Dans la première question préjudicielle, le Conseil d’État demande en substance si tous les organismes issus de mutagenèse sont exclus du champ d’application de la directive n° 2001/18 ou seuls les organismes issus d’une mutagenèse aléatoire (et résultant de mutations spontanées). L’Union français des semenciers (UFS) considère qu’au vu du texte de la directive et de son interprétation historique et systématique, le concept de « mutagenèse » visé à l’annexe IB de la directive inclut la mutagenèse ciblée et que cette dernière doit être exclue du champ d’application de la directive relative aux OGM. Au contraire, l’association Inf’OGM, soutenue par les députés et sénateurs Verts des parlements français et européen, considère que, depuis l’apparition des nouvelles techniques de sélection végétales, avec CRISPR-Cas9 et les mutagenèses dirigées par oligonucléotide, les organismes issus de la mutagenèse sont mal définis et devraient entrer a posteriori dans le champ d’application de la directive n° 2001/18, puisqu’elles n’existaient pas à son entrée en vigueur.

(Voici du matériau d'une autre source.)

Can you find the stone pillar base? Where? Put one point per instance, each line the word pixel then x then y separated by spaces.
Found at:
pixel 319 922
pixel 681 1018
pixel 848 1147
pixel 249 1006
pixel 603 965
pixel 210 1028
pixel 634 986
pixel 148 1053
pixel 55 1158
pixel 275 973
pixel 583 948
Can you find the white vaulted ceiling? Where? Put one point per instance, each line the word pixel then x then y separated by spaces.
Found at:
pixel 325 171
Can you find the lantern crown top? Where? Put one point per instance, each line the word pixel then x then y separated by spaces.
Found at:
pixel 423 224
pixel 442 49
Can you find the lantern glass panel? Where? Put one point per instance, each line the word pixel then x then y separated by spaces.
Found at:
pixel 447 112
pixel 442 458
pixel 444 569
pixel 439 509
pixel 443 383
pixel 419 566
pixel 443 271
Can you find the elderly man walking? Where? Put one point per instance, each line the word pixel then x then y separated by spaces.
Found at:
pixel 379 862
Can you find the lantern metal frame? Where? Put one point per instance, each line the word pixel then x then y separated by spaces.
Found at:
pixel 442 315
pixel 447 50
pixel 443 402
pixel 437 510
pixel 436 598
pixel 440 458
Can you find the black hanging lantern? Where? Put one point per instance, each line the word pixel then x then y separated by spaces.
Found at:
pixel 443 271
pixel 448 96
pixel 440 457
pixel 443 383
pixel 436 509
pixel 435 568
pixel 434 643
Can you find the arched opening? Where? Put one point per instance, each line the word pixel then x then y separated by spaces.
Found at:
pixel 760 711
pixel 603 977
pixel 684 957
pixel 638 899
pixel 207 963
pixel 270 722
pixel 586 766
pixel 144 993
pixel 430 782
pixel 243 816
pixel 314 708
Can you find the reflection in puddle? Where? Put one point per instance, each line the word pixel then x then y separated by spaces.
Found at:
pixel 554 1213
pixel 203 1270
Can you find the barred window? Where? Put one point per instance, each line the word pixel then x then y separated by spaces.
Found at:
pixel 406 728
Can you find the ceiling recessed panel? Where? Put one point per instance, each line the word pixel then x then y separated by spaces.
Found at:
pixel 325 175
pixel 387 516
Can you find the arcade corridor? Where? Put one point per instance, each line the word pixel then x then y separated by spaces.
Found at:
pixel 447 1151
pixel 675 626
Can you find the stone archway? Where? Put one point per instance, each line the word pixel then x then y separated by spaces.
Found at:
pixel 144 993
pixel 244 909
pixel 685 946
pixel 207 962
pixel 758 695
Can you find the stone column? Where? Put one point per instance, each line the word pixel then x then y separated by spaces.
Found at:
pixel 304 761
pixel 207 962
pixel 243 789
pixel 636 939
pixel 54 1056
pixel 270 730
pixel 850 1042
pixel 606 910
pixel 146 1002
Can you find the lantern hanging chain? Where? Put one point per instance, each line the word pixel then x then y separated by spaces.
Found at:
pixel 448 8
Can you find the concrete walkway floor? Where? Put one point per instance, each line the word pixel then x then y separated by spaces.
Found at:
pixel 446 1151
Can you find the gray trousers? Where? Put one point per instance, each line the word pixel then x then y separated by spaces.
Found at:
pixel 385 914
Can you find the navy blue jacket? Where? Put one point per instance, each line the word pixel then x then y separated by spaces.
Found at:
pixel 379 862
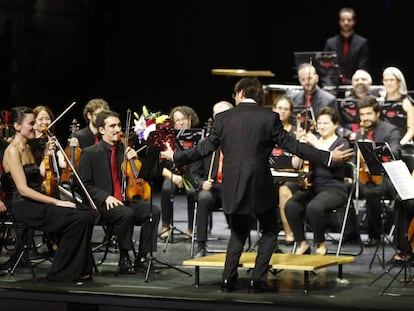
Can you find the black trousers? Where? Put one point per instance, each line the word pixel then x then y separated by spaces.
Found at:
pixel 125 217
pixel 240 230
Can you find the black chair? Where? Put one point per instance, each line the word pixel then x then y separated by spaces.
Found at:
pixel 22 245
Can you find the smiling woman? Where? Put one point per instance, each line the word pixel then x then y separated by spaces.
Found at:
pixel 37 210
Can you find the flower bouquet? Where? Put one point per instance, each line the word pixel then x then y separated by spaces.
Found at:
pixel 157 129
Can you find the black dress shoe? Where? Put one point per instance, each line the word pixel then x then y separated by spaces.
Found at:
pixel 257 286
pixel 200 253
pixel 371 242
pixel 141 264
pixel 125 266
pixel 228 285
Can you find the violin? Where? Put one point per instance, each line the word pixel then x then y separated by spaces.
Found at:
pixel 410 234
pixel 73 153
pixel 364 175
pixel 305 174
pixel 133 185
pixel 51 177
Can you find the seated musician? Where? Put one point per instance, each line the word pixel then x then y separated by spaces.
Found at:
pixel 326 191
pixel 404 229
pixel 206 173
pixel 96 171
pixel 73 260
pixel 183 117
pixel 347 107
pixel 371 188
pixel 43 118
pixel 284 107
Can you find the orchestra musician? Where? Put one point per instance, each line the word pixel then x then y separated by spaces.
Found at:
pixel 183 117
pixel 73 259
pixel 206 173
pixel 89 134
pixel 96 171
pixel 397 106
pixel 55 163
pixel 347 107
pixel 404 229
pixel 43 118
pixel 311 98
pixel 351 48
pixel 247 134
pixel 327 190
pixel 283 105
pixel 374 189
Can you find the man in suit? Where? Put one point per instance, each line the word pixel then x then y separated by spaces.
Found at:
pixel 351 49
pixel 247 135
pixel 375 189
pixel 206 173
pixel 95 171
pixel 89 134
pixel 311 98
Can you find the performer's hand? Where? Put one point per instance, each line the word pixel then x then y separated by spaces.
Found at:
pixel 2 207
pixel 167 153
pixel 131 153
pixel 339 155
pixel 207 185
pixel 63 203
pixel 112 202
pixel 178 180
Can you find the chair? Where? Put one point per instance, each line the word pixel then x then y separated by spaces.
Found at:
pixel 9 223
pixel 341 217
pixel 109 241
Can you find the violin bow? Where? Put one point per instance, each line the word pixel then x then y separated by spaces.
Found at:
pixel 93 205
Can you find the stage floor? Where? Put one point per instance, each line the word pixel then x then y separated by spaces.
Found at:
pixel 170 286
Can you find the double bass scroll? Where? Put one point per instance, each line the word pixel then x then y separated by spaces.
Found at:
pixel 132 185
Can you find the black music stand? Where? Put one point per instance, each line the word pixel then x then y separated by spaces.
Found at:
pixel 150 170
pixel 402 181
pixel 375 154
pixel 184 138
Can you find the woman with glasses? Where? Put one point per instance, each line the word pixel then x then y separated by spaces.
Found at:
pixel 183 117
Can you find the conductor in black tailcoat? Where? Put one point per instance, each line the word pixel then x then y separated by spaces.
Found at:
pixel 247 135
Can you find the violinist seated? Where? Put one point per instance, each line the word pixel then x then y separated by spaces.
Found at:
pixel 374 188
pixel 322 188
pixel 207 173
pixel 404 229
pixel 72 261
pixel 43 118
pixel 97 166
pixel 178 181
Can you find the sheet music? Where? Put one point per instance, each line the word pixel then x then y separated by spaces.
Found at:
pixel 401 178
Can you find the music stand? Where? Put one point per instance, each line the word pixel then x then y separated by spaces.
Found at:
pixel 184 139
pixel 403 182
pixel 151 169
pixel 374 155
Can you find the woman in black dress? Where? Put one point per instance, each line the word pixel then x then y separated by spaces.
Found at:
pixel 73 259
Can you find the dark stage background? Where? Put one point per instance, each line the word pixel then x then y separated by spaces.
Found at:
pixel 160 53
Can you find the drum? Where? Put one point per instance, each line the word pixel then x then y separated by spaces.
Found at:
pixel 274 91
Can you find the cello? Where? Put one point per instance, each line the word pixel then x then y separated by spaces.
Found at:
pixel 133 186
pixel 364 174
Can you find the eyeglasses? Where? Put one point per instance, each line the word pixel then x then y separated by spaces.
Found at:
pixel 180 120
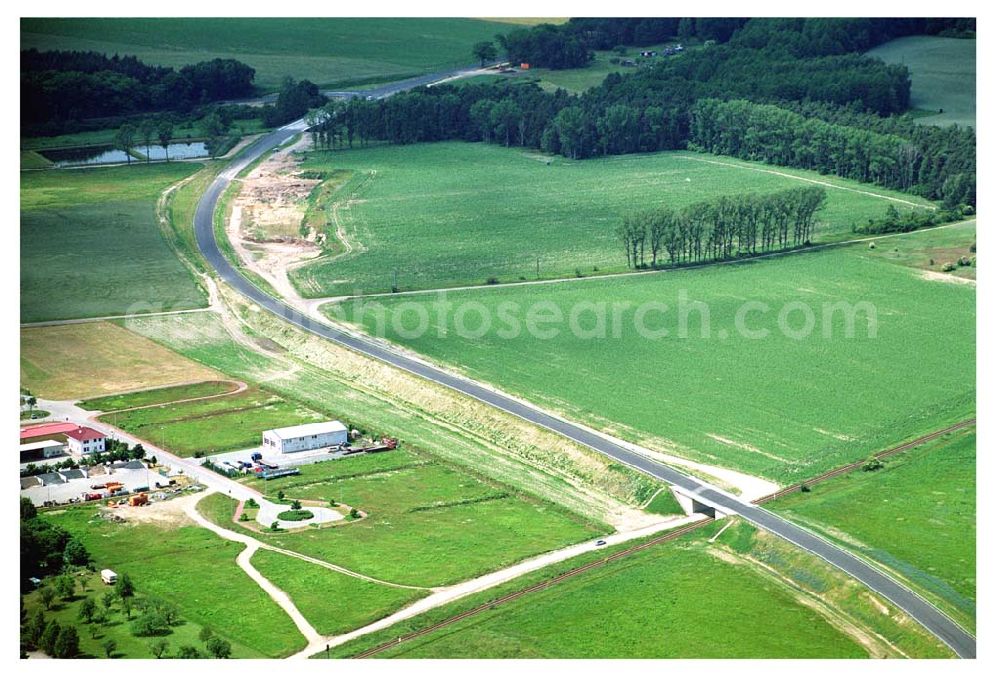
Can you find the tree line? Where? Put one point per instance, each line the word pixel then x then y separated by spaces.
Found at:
pixel 570 45
pixel 69 85
pixel 721 228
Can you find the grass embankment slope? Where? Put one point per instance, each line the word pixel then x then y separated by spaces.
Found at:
pixel 943 73
pixel 195 570
pixel 659 603
pixel 346 386
pixel 214 425
pixel 449 214
pixel 91 245
pixel 779 406
pixel 428 523
pixel 328 51
pixel 916 516
pixel 74 361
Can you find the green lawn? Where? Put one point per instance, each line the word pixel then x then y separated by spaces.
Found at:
pixel 91 244
pixel 929 250
pixel 943 73
pixel 331 601
pixel 195 570
pixel 782 406
pixel 427 524
pixel 324 50
pixel 145 398
pixel 214 425
pixel 671 601
pixel 916 516
pixel 449 214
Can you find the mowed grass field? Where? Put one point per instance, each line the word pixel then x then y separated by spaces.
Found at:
pixel 785 405
pixel 195 570
pixel 428 523
pixel 916 516
pixel 328 51
pixel 450 214
pixel 91 245
pixel 658 603
pixel 943 75
pixel 213 425
pixel 145 398
pixel 331 601
pixel 92 359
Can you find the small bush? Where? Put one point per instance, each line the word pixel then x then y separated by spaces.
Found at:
pixel 873 464
pixel 295 515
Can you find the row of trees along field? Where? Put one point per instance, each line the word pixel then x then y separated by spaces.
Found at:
pixel 64 85
pixel 570 45
pixel 721 228
pixel 858 135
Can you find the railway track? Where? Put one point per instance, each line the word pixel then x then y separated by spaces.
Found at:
pixel 836 472
pixel 517 594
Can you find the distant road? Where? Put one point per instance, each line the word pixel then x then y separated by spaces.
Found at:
pixel 921 610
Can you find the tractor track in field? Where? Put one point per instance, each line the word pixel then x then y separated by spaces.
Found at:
pixel 844 469
pixel 791 489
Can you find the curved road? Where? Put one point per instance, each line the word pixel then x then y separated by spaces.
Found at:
pixel 916 606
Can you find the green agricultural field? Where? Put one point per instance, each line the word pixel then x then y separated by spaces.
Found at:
pixel 145 398
pixel 783 405
pixel 213 425
pixel 343 602
pixel 930 250
pixel 195 570
pixel 451 525
pixel 449 214
pixel 335 52
pixel 943 73
pixel 656 604
pixel 916 516
pixel 91 245
pixel 345 388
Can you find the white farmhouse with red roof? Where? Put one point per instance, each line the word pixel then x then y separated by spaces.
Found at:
pixel 84 440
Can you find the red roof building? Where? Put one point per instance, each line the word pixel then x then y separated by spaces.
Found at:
pixel 84 434
pixel 44 429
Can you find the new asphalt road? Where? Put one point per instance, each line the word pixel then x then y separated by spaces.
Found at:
pixel 922 611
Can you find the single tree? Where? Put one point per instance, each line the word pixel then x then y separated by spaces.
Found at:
pixel 159 647
pixel 124 587
pixel 88 609
pixel 65 586
pixel 34 629
pixel 67 643
pixel 188 651
pixel 48 641
pixel 28 509
pixel 165 134
pixel 147 133
pixel 125 140
pixel 47 595
pixel 219 647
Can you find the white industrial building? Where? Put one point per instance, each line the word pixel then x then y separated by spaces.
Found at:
pixel 42 449
pixel 305 437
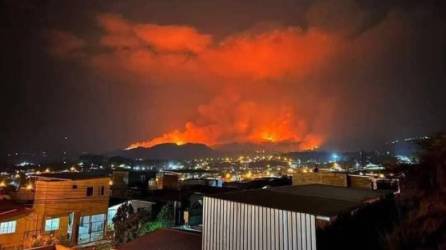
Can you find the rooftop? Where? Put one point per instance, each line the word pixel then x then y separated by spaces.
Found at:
pixel 71 176
pixel 10 209
pixel 314 199
pixel 165 239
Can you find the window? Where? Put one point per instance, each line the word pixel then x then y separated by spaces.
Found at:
pixel 91 228
pixel 7 227
pixel 51 224
pixel 89 191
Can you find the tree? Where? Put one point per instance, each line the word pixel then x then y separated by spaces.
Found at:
pixel 165 218
pixel 422 205
pixel 127 223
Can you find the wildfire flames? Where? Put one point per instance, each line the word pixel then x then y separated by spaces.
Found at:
pixel 257 80
pixel 251 60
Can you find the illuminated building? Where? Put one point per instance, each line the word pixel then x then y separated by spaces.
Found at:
pixel 278 218
pixel 68 208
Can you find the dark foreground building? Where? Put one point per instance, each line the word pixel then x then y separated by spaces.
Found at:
pixel 278 218
pixel 165 239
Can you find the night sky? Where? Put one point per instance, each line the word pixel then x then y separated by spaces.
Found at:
pixel 100 75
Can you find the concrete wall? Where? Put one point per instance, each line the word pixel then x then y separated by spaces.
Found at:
pixel 356 181
pixel 334 179
pixel 233 225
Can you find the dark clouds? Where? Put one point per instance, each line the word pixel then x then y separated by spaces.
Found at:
pixel 387 77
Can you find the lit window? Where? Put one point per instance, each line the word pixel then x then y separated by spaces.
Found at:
pixel 7 227
pixel 51 224
pixel 89 191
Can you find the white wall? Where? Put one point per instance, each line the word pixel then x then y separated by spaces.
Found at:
pixel 233 225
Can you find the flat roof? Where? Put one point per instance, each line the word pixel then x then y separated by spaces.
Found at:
pixel 314 199
pixel 165 239
pixel 10 209
pixel 71 176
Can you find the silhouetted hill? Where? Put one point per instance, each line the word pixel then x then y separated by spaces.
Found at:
pixel 169 151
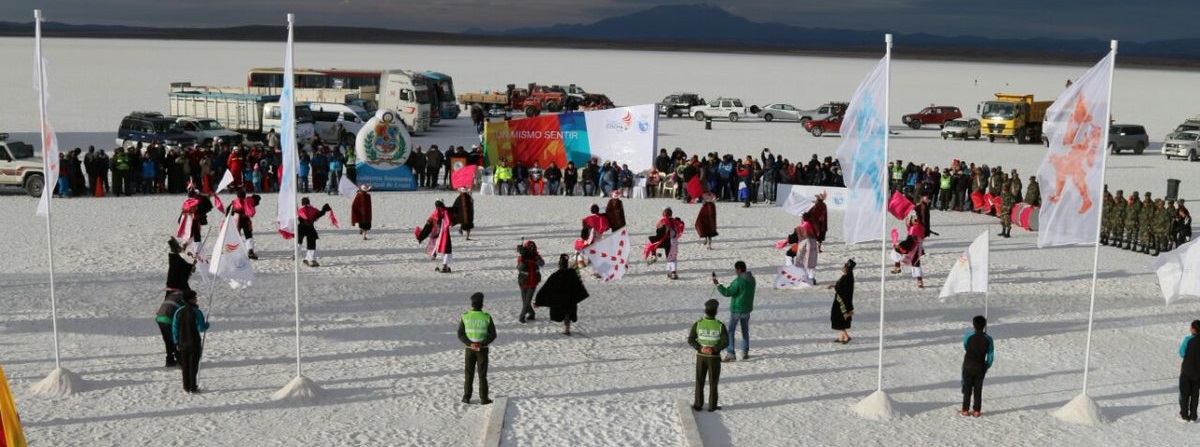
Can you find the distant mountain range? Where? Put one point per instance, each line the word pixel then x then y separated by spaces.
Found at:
pixel 682 28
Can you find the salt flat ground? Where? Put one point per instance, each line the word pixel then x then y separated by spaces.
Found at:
pixel 378 322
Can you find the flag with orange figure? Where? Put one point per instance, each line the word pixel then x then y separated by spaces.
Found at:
pixel 1072 173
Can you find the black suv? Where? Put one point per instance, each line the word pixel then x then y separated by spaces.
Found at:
pixel 679 105
pixel 148 127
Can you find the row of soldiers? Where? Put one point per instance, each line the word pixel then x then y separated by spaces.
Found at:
pixel 1146 225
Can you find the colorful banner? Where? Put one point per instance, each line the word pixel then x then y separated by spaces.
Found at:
pixel 627 136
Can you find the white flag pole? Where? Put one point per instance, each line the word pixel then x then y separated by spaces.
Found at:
pixel 46 167
pixel 1099 209
pixel 883 230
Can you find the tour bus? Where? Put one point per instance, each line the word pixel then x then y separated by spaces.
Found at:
pixel 443 94
pixel 372 89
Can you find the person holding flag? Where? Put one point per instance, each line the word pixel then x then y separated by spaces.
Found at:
pixel 306 231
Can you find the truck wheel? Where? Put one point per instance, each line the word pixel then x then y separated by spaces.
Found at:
pixel 34 185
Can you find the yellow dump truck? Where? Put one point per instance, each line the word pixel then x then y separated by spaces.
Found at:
pixel 1014 117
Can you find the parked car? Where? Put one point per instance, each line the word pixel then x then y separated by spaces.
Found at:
pixel 779 111
pixel 1127 137
pixel 961 129
pixel 822 126
pixel 148 127
pixel 19 167
pixel 933 114
pixel 720 107
pixel 207 130
pixel 679 105
pixel 1183 144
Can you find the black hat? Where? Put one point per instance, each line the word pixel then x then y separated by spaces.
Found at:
pixel 711 308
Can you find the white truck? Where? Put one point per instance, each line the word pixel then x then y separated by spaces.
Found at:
pixel 251 114
pixel 19 167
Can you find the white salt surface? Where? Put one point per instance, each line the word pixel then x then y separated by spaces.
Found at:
pixel 378 322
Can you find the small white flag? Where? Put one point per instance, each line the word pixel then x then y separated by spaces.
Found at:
pixel 1179 272
pixel 346 188
pixel 229 258
pixel 970 273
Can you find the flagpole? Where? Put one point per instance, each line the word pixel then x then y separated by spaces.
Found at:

Dans la seconde question préjudicielle, le Conseil d’État a posé la même question, mais au regard de la directive européenne relative au catalogue commun. L’UFS considère que cette directive emploie la même définition et le même concept d’OGM que la directive n° 2001/18 relative aux OGM (par exemple la même définition de référence complétée par les exemptions prévues aux annexes). Ceci fait que les organismes résultant de quelque forme de mutagenèse que ce soit ne constituent pas des OGM et, par conséquent, ne sont pas soumis aux exigences spécifiques qui y sont relatives, mais uniquement aux exigences générales concernant les semences en vertu de la directive relative au catalogue commun. À l’inverse, Inf’OGM considère que la définition des OGM dans la directive relative au catalogue renvoie à l’article de la directive n° 2001/18 définissant un OGM sans renvoyer également à son article qui exclut du champ d’application de cette dernière, notamment, les organismes obtenus par mutagenèse. Les organismes issus de la mutagenèse devraient donc être soumis aux exigences spécifiques prévus pour les OGM dans la directive relative au catalogue, selon l’association.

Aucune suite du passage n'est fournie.